Casca just raised $29 million in Series A funding, and if you think that’s just another fintech headline, you’re not paying attention. This is a company born in 2023 out of Stanford and Y Combinator’s Summer batch that has gone from late-night coding sessions to landing banks as both customers and investors. Live Oak Bank, Huntington National Bank, and Bankwell Bank didn’t just sign up for the product, they wrote checks to fuel it. That’s the equivalent of Vegas letting the card counter keep playing because the pit boss knows the math is real.
Led by CEO and co-founder Lukas Haffer and CTO and co-founder Isaiah Williams, Casca isn’t another layer of software slapped onto legacy systems. It’s an AI-native loan origination platform built from the ground up to kill the inefficiencies banks have just learned to tolerate. We’re talking about automating 90% of the manual grind, funding loans ten times faster than fintech peers, thirty times faster than industry averages, and trimming days off the process. Loan officers save 20 hours a week they used to waste on document collection, conversion rates triple, and borrowers actually get answers in human time instead of bank time.
This Series A, led by Canapi Ventures with participation from Live Oak Bank, Huntington National Bank, Bankwell Bank, Y Combinator, Peterson Ventures, and Alliance Funding Group, brings Casca’s total to $33 million.

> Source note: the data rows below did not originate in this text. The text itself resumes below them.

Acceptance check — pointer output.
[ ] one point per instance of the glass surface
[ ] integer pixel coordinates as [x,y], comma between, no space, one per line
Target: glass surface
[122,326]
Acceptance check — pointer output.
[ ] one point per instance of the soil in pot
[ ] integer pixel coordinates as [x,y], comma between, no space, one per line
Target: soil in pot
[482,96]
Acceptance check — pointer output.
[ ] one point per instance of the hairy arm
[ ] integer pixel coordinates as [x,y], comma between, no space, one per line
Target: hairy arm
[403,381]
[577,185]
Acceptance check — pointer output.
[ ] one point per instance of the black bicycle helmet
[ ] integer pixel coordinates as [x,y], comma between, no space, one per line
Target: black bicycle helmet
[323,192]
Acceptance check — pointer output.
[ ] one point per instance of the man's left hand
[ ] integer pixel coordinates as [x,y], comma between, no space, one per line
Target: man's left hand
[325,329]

The fact that it closed just 15 months after their $3.9 million pre-seed tells you everything you need to know about momentum. Even more telling is that institutions defined by risk management are leaning into AI infrastructure crafted by two founders who know both the guts of banking IT and the edge of machine learning. That is not hype, it is hard-earned validation.
Casca has already proven it can read and analyze 10,000 pages in five minutes, generate documents instantly, run automated KYB checks, and carry out real-time loan discussions through its AI assistant. The banks aren’t betting on a prototype; they are betting on the next default OS for lending. Add in a Best of Show win at FinovateSpring 2024 and traction with the country’s top SBA lenders, and the signal is loud: the industry’s center of gravity is shifting.
This round fuels expansion, hiring, and product evolution. The target is clear, bring community banks, regional players, and national lenders into the fold and open up faster access to capital for more than 30 million small businesses in the U.S. The future of lending isn’t inching forward, it’s being pulled forward at the speed of Casca.